(社説)コロナ宿泊療養 危機克服に強化を図れ
新型コロナの感染爆発が止まらない。きのうの東京都のモニタリング会議で感染症の専門家は「制御不能な状況」と述べ、医療提供体制は「深刻な機能不全に陥っている」と指摘した。
楽観論を振りまいて東京五輪の開催に邁進(まいしん)する一方、救える命を救うための準備を怠ってきた政府と都の責任は、厳しく批判されなければならない。態勢の立て直し、なかでもホテルなどを使った宿泊療養の拡充・強化が急がれる。
1都3県では「調整中」を含めて自宅にとどまる感染者が約6万人にのぼる。都は宿泊療養のため6千室を確保しているというが、受け入れ可能数は半分しかなく、実際に利用できているのはさらに少ない1800人だ。なぜこれほどの落差が生まれ、どうやってこれを埋めていくのか、丁寧に説明すべきだ。
無症状や軽症の人は宿泊療養が原則だ。ところが政府が先週唐突に示した方針は、患者が急増する地域では、入院の必要がなければ「自宅療養を基本」にするとした。家庭内感染の恐れなどがある場合は宿泊療養を活用すると書かれてはいるが、多くが自宅にいる現状を追認することにならないか。
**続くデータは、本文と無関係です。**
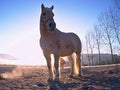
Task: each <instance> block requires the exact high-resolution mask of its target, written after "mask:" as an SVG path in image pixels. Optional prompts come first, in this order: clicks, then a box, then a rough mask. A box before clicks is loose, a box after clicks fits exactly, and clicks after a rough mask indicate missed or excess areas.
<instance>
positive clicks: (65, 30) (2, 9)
mask: <svg viewBox="0 0 120 90" xmlns="http://www.w3.org/2000/svg"><path fill="white" fill-rule="evenodd" d="M42 3H44V5H45V6H46V7H51V6H52V5H54V10H53V12H54V14H55V16H54V19H55V22H56V25H57V28H58V29H59V30H61V31H63V32H74V33H76V34H77V35H78V36H79V37H80V39H81V41H82V43H83V44H85V35H86V33H87V32H89V31H91V29H92V28H93V26H94V24H95V23H96V22H97V17H98V16H99V14H100V13H101V12H103V11H104V10H106V9H108V8H109V7H110V6H114V0H89V1H88V0H78V1H77V0H76V1H70V2H69V3H68V0H66V1H64V0H61V1H55V0H53V1H47V0H44V1H38V0H36V1H32V0H29V1H27V0H26V1H24V0H18V1H16V0H1V1H0V13H1V14H0V19H1V20H0V24H1V27H0V37H1V38H0V53H3V54H4V53H5V54H10V55H13V56H15V57H16V58H19V61H18V62H15V63H21V64H22V63H23V64H33V65H35V64H38V65H39V64H41V63H42V64H46V60H45V58H44V56H43V53H42V50H41V47H40V45H39V38H40V32H39V19H40V13H41V10H40V9H41V8H40V7H41V4H42ZM61 18H62V19H61ZM9 63H11V62H9Z"/></svg>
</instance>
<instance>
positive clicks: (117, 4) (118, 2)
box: [114, 0, 120, 10]
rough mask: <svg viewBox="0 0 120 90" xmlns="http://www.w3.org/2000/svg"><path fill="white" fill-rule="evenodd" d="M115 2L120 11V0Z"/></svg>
mask: <svg viewBox="0 0 120 90" xmlns="http://www.w3.org/2000/svg"><path fill="white" fill-rule="evenodd" d="M114 1H115V5H116V6H117V8H118V9H119V10H120V0H114Z"/></svg>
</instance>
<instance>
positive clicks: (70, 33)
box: [40, 4, 81, 81]
mask: <svg viewBox="0 0 120 90" xmlns="http://www.w3.org/2000/svg"><path fill="white" fill-rule="evenodd" d="M53 8H54V6H51V7H50V8H48V7H45V6H44V5H43V4H42V5H41V16H40V34H41V38H40V46H41V48H42V50H43V54H44V56H45V58H46V61H47V67H48V70H49V79H48V81H59V78H60V64H59V59H60V57H63V56H68V57H69V59H70V61H71V68H72V71H71V74H70V76H71V77H76V76H80V75H81V41H80V39H79V37H78V36H77V35H76V34H74V33H64V32H61V31H59V30H58V29H57V28H56V24H55V22H54V19H53V17H54V14H53V11H52V10H53ZM61 19H62V17H61ZM51 54H53V55H54V67H55V68H53V65H52V64H51ZM54 72H55V75H54ZM54 76H55V77H54Z"/></svg>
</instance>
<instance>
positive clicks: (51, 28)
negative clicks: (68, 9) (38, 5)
mask: <svg viewBox="0 0 120 90" xmlns="http://www.w3.org/2000/svg"><path fill="white" fill-rule="evenodd" d="M53 8H54V6H51V7H50V8H48V7H45V6H44V5H43V4H42V5H41V22H42V23H44V24H45V25H46V27H47V29H48V30H49V31H54V30H55V29H56V24H55V22H54V19H53V17H54V14H53V11H52V10H53Z"/></svg>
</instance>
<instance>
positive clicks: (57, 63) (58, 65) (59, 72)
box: [54, 55, 60, 81]
mask: <svg viewBox="0 0 120 90" xmlns="http://www.w3.org/2000/svg"><path fill="white" fill-rule="evenodd" d="M54 58H55V61H54V66H55V81H59V78H60V64H59V55H54Z"/></svg>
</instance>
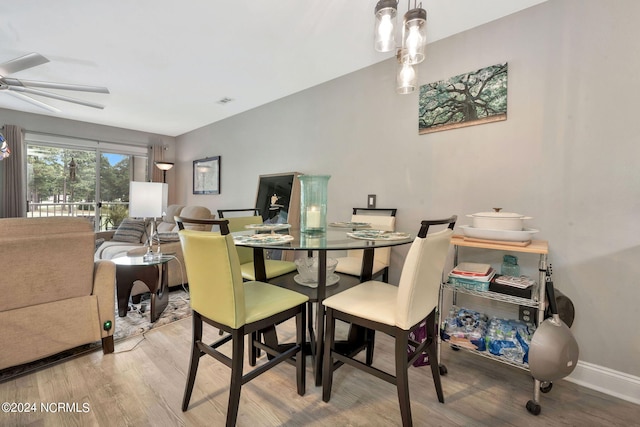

感染力の強いデルタ株によって、例示されている家庭内感染も相次ぐ。小さな子がいて家を離れるのが難しいケースなどを除き、一人暮らしの人を含め、医療従事者が常駐する宿泊施設での療養の方が望ましい。病状の急変に対応できるし、入院患者を対象に実施されている抗体カクテル療法も、こうした施設をうまく活用すれば、安全かつ効率的に行える可能性がある。
宿泊療養の強化に力を入れる自治体の動きもある。
春先の第4波の際、入院できずに自宅で死亡する感染者が相次いだ大阪府は、当時の反省を踏まえ、宿泊療養を原則とする方針を維持する。府内の宿泊療養者数は都内よりも多い2500人で、現在確保している4千室をさらに6千室まで増やす予定だという。
全ての感染者を病院もしくは療養施設で受け入れている福井県は、体育館を100床分の臨時医療施設として利用できるよう準備を整えた。想定するのは軽症者で、医師と看護師が常駐し、緊急時には酸素投与も行える。他の自治体も参考にして、それぞれの地域の医療資源を上手に活用してほしい。
専門家でつくる政府の分科会も、災害時と同様の危機ととらえて医療体制の強化を求めるとともに、人の流れを東京などで半減させる対策を提言した。感染防止に対する一人ひとりの意識をこれまで以上に高め、行動につなげなければならない。